La premio Nobel per la Pace, l’iraniana Narges Mohammadi, era stata prelevata e portata via in un posto segreto lo scorso 12 dicembre durante la commemorazione dell’avvocato per i diritti umani, Khosrow Alikordi, morto sette giorni prima in circostanze sospette. Secondo i testimoni sarebbe stata picchiata dalle forze di sicurezza di Teheran. Ora, la versione viene confermata anche dalla famiglia tramite un post sui social della fondazione Narges Mohammadi, secondo cui l’attivista iraniana “non sta bene” ed è stata ''portata in ospedale due volte'' dopo essere stata arrestata “con violenza”.
"Narges Mohammadi ha avuto un colloquio telefonico'' con la famiglia ieri sera - 14 dicembre - e nella telefonata raccontato che “l'intensità delle percosse subite era così forte, violenta e ripetuta che è stata portata al pronto soccorso due volte”, spiega la Fondazione con un post su X. “Le sue condizioni fisiche al momento della telefonata non erano buone e sembrava non stare bene”, prosegue il post. Mohammadi "ha sottolineato che non sa nemmeno quale autorità di sicurezza la stia attualmente detenendo e che non le è stata data alcuna spiegazione al riguardo. Le sue condizioni fisiche al momento della telefonata non erano buone e sembrava stare male", riferisce ancora la fondazione nel post, aggiungendo che "ha chiesto al suo team legale di presentare immediatamente e senza indugio una denuncia formale contro l'organismo di sicurezza che la detiene e per il modo violento con cui è stata arrestata"

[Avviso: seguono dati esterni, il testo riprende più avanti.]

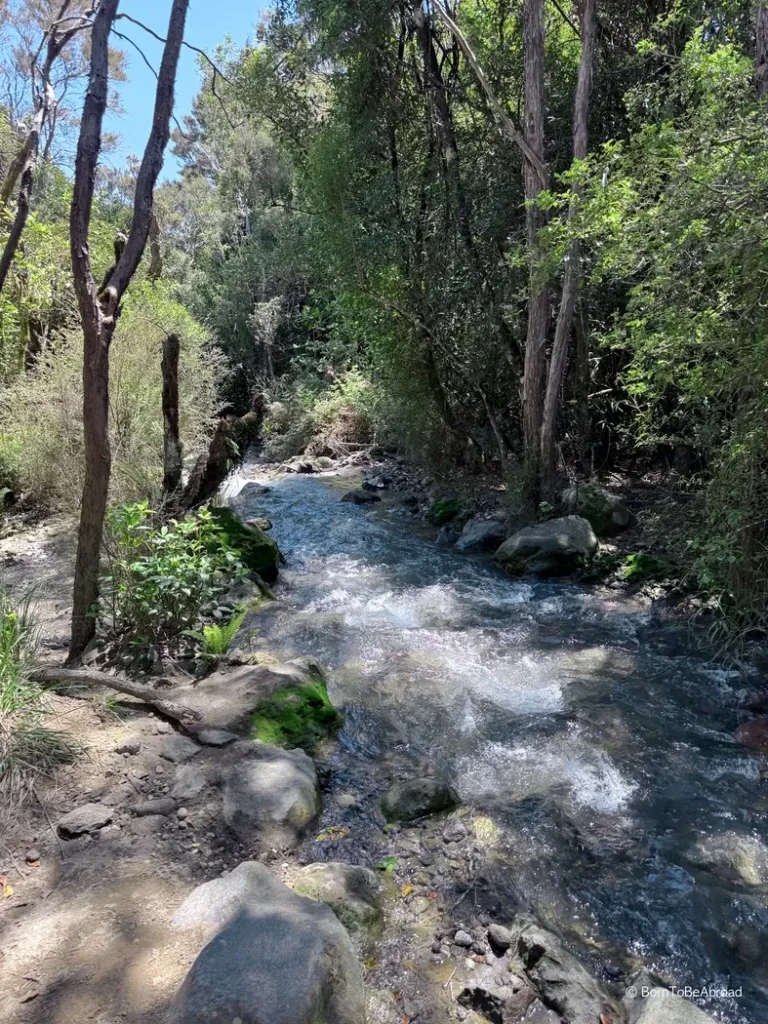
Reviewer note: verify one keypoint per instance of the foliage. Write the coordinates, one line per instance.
(162, 579)
(41, 444)
(28, 749)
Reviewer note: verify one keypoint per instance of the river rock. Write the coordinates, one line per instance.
(81, 820)
(350, 891)
(270, 796)
(178, 749)
(604, 511)
(559, 977)
(733, 857)
(481, 535)
(754, 734)
(551, 548)
(360, 497)
(278, 957)
(417, 798)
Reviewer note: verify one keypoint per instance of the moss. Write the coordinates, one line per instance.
(259, 552)
(296, 716)
(443, 511)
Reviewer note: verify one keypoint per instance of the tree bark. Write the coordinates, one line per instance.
(98, 310)
(171, 441)
(572, 275)
(761, 51)
(535, 181)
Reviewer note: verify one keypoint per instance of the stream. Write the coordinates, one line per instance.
(597, 740)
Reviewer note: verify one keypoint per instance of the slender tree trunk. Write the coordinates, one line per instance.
(536, 341)
(171, 441)
(572, 275)
(99, 309)
(761, 51)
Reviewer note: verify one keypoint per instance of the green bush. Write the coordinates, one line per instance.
(41, 443)
(163, 579)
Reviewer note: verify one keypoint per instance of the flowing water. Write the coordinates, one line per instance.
(598, 742)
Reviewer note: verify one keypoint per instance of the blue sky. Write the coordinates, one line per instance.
(209, 22)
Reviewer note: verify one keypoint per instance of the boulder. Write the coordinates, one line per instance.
(352, 894)
(481, 535)
(418, 797)
(276, 958)
(559, 977)
(360, 497)
(271, 796)
(549, 548)
(81, 820)
(604, 511)
(258, 551)
(733, 857)
(754, 734)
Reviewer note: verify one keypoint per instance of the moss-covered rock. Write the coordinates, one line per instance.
(259, 552)
(296, 716)
(443, 511)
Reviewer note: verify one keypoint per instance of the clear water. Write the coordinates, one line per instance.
(599, 742)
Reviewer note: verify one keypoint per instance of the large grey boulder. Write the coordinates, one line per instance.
(559, 977)
(270, 796)
(276, 957)
(351, 892)
(481, 535)
(550, 548)
(733, 857)
(417, 798)
(604, 511)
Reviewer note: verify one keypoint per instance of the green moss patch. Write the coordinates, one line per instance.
(297, 716)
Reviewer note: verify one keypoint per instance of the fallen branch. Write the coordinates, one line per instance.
(185, 716)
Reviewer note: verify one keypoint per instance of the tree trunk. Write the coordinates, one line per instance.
(536, 341)
(171, 441)
(572, 275)
(99, 310)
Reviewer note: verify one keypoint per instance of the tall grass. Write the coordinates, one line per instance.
(28, 749)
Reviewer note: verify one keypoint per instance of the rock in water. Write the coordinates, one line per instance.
(271, 796)
(258, 551)
(559, 977)
(733, 857)
(352, 894)
(604, 511)
(481, 535)
(418, 797)
(88, 818)
(360, 497)
(551, 548)
(279, 957)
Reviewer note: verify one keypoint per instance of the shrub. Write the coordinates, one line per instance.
(41, 444)
(28, 750)
(163, 579)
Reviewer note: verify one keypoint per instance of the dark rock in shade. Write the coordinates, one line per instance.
(258, 551)
(551, 548)
(604, 511)
(500, 937)
(360, 497)
(164, 806)
(559, 977)
(88, 818)
(418, 797)
(481, 535)
(754, 734)
(178, 749)
(279, 957)
(216, 737)
(271, 796)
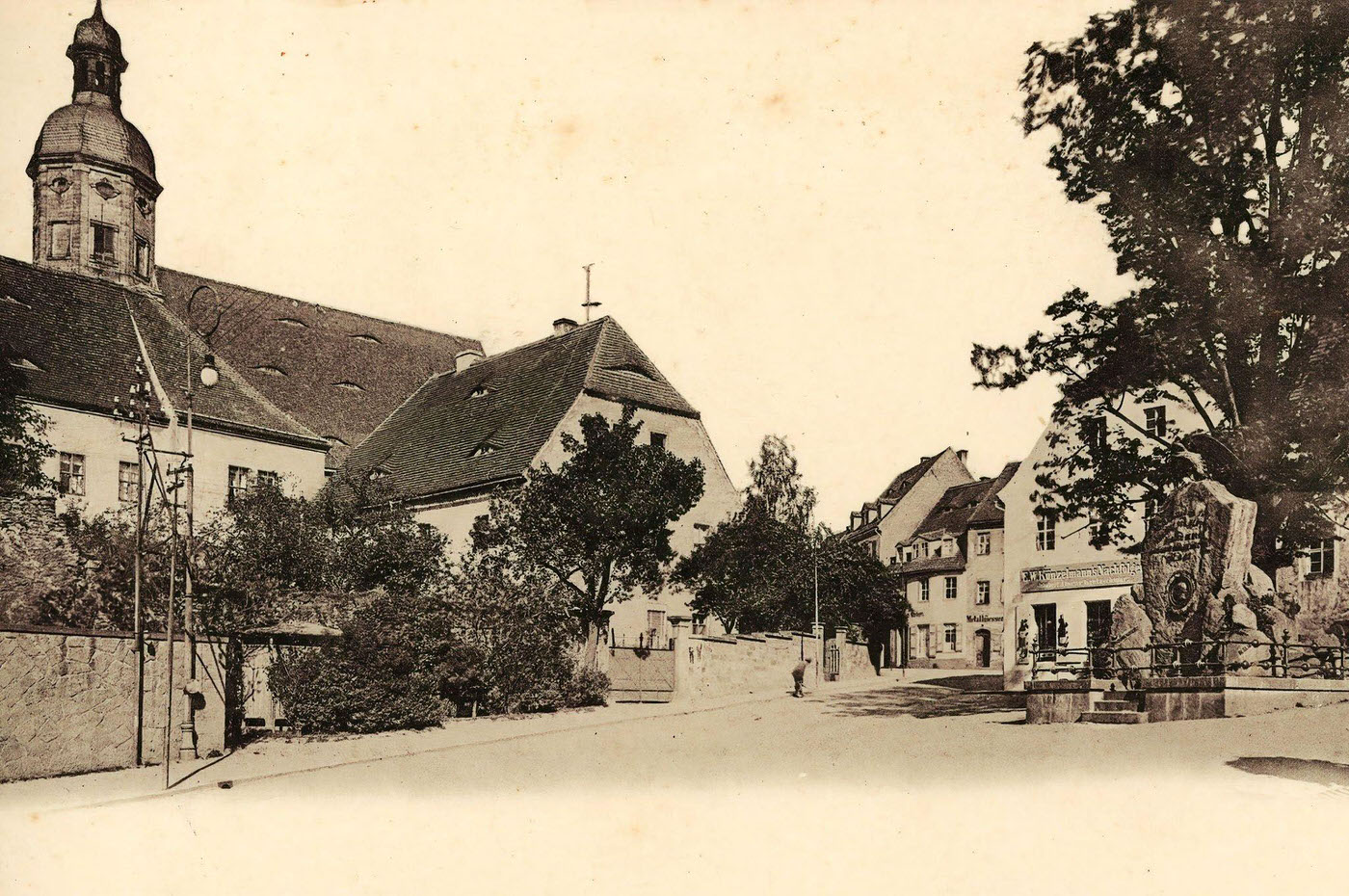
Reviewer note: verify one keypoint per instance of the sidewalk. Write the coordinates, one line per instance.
(277, 756)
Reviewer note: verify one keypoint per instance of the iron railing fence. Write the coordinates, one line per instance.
(1189, 659)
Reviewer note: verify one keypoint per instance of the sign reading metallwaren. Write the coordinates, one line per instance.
(1082, 575)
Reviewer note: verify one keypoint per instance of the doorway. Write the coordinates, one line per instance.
(984, 647)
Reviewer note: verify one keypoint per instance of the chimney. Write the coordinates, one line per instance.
(465, 359)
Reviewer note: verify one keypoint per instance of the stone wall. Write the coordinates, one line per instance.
(708, 667)
(67, 700)
(37, 559)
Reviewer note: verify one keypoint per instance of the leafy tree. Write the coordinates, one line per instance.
(599, 524)
(22, 428)
(758, 569)
(776, 482)
(1213, 139)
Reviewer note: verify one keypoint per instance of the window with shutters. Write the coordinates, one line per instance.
(71, 474)
(1321, 558)
(128, 481)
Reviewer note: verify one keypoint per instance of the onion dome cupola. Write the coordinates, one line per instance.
(93, 172)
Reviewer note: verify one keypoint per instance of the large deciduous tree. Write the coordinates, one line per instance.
(599, 525)
(1213, 139)
(758, 569)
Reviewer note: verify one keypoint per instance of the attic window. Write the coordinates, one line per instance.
(630, 369)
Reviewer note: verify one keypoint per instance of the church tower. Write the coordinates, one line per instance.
(93, 174)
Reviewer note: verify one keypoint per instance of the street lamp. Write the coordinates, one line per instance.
(208, 376)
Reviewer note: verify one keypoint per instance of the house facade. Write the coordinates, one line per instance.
(299, 383)
(486, 424)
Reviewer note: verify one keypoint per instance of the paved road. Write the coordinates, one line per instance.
(889, 788)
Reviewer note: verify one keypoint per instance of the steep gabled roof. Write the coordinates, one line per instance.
(336, 371)
(901, 485)
(483, 425)
(78, 347)
(968, 505)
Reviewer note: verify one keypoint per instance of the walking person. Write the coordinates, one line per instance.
(799, 675)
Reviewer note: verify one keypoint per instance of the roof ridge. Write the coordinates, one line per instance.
(312, 303)
(239, 378)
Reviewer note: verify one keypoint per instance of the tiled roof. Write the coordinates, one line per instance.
(486, 425)
(967, 505)
(907, 479)
(336, 371)
(80, 349)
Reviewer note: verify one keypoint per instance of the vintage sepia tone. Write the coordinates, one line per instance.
(681, 445)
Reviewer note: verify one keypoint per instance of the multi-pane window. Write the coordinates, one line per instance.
(142, 258)
(1155, 421)
(104, 243)
(1093, 432)
(1321, 558)
(60, 241)
(240, 481)
(71, 474)
(128, 481)
(1045, 533)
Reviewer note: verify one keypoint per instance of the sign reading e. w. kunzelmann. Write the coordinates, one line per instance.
(1082, 575)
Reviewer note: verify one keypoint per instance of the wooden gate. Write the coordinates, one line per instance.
(641, 675)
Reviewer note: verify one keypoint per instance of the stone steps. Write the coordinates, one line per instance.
(1115, 717)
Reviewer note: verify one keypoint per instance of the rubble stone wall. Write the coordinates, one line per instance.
(67, 700)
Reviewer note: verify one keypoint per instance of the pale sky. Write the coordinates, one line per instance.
(803, 212)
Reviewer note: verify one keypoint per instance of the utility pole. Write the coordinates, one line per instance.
(589, 303)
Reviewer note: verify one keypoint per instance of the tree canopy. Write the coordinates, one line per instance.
(758, 569)
(1213, 141)
(599, 525)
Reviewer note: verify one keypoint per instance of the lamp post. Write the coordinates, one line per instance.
(208, 377)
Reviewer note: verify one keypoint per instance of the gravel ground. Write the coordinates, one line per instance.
(933, 785)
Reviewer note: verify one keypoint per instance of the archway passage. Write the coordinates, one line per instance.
(984, 647)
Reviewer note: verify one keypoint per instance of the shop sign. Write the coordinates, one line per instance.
(1082, 575)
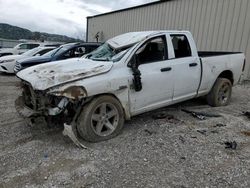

La fondazione ha anche dichiarato che Mohammadi sarebbe stata accusata di “collaborazione con Israele” e di aver ricevuto negli scorsi mesi minacce di morte dai pasdaran. Mohammadi aveva lasciato il carcere di Evin a dicembre del 2024, dopo essere stata condannata a più di 13 anni di carcere per quelle che il regime degli ayatollah ritiene attività di propaganda contro il Paese. All’appello per chiedere il “rilascio immediato e incondizionato” della Nobel per la Pace nelle ultime ore si è unito anche il regista iraniano pluripremiato, Jafar Panahi. Anche lui conoscitore del carcere di Evin - è stato lì dal 2022 al 2023 - e a inizio dicembre ri-condannato a un ulteriore anno di prigione. Anche lui per “attività di propaganda” contro lo Stato, un atto d’accusa omnibus con cui la Repubblica islamica cerca di strozzare ogni forma di dissenso.